Stats NZ did not consider a Privacy Impact Assessment (PIA) to be necessary, as while the Bill modernises the Statistics Act 1975 to reflect current practice, it does so while essentially maintaining the confidentiality and privacy requirements of the 1975 Act.

[...]

Because Stats NZ did not intend to produce a PIA during the development stages of the Bill, no such correspondence, briefings, advice, aide-memoires, notes, minutes or any other record exists about the production of a PIA, including advice, decisions, or reasons why a PIA was not produced

Yes, really: they proposed a bill which basicly breaks every privacy promise the government has ever made to us (by allowing unlimited transfers of personal information to Stats NZ, over-riding every use-clause and Privacy Act disclaimer attached to that information), and which turns one of our most trusted agencies into a dirty data laundry, and they thought it was so uncontroversial they didn't even consider doing a privacy assessment. Which is an appalling example of siloed thinking, and exactly why Stats needs external oversight in this area (and on that front, note that their vaunted "data ethics advisory panel", which is supposed to oversee this sort of thing, hasn't met for a year). No wonder they wanted to hide that from the committee.

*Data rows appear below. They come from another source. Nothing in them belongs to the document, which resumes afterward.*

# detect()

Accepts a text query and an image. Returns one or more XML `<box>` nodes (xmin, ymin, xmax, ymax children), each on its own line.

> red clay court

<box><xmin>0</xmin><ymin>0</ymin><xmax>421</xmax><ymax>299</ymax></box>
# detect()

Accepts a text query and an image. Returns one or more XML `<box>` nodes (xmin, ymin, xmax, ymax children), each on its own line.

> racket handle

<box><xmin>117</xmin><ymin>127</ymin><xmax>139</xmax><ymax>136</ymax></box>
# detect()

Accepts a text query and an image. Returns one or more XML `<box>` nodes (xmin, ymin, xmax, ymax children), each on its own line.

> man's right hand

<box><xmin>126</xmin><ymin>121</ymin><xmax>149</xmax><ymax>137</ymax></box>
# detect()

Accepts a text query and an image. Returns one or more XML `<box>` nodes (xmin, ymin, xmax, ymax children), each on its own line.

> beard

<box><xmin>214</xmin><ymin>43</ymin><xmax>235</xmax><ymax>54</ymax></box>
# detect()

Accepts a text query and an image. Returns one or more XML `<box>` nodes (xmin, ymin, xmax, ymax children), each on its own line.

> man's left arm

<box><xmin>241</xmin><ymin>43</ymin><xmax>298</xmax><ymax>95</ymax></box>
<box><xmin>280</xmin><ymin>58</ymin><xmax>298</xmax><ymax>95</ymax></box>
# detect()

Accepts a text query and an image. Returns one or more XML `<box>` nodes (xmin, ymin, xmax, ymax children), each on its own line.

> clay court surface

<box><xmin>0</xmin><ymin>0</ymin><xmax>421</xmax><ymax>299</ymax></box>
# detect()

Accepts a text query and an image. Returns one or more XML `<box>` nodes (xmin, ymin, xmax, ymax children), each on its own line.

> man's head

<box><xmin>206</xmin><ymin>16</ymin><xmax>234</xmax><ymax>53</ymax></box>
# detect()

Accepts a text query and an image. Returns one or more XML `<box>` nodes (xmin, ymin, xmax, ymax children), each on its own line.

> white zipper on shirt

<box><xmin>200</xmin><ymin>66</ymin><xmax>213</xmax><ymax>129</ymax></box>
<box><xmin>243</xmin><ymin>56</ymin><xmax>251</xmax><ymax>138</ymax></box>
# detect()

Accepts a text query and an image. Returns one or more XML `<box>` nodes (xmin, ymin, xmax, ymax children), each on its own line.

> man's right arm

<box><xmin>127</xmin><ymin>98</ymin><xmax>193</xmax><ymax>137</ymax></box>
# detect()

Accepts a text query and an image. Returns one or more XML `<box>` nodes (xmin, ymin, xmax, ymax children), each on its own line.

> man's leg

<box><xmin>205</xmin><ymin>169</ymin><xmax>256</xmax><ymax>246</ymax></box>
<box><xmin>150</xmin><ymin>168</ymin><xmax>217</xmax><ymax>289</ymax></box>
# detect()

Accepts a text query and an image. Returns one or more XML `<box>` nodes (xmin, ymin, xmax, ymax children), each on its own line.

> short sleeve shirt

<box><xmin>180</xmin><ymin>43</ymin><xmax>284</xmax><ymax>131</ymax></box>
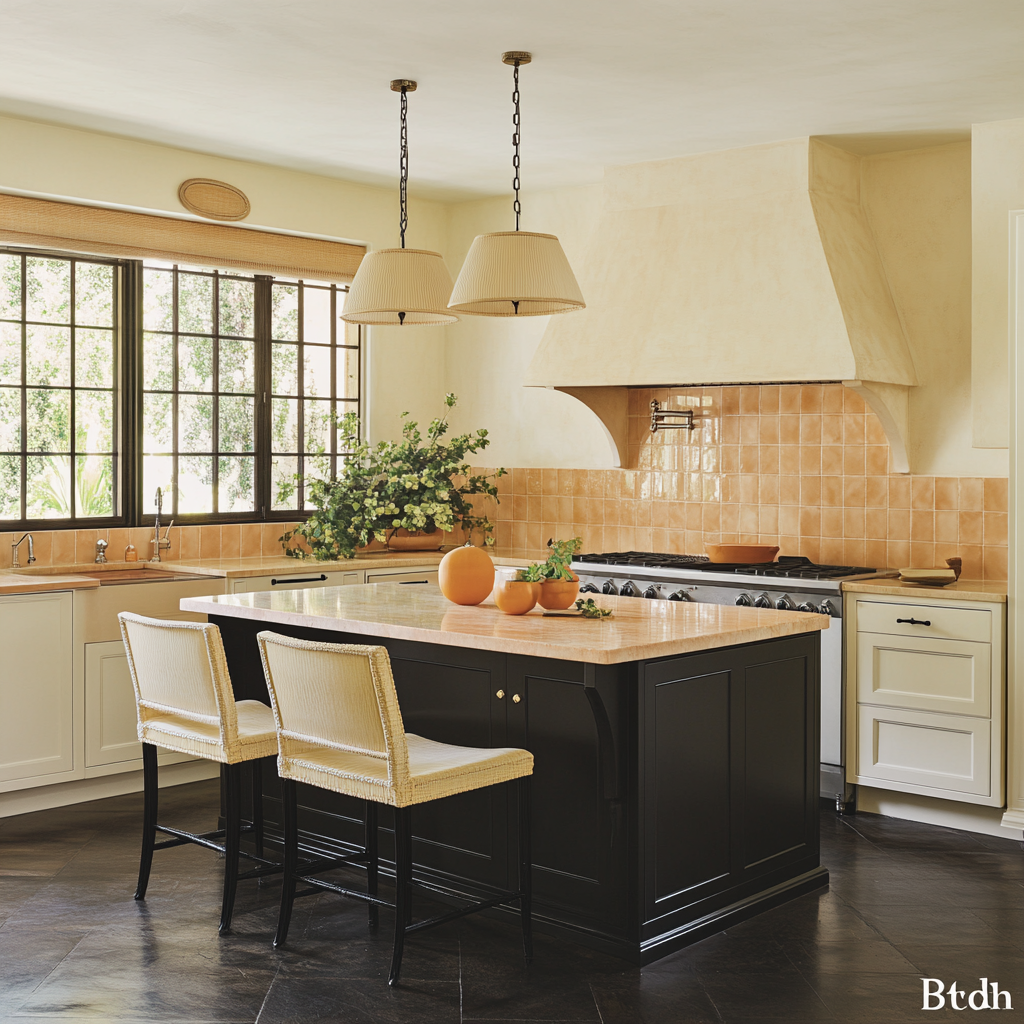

As for the decision to hide it, yes, its another fine example of Labour's "most open and transparent government ever", but its worse, because it was done deliberately to interfere with the select committee process. And the latter seems to come very close to "preventing, or hindering a witness from giving evidence, or giving evidence in full, to the House or a committee" - which is contempt of Parliament. The question now is whether the committee is happy effectively being mushroomed by the public service, or whether they intend to do anything about it.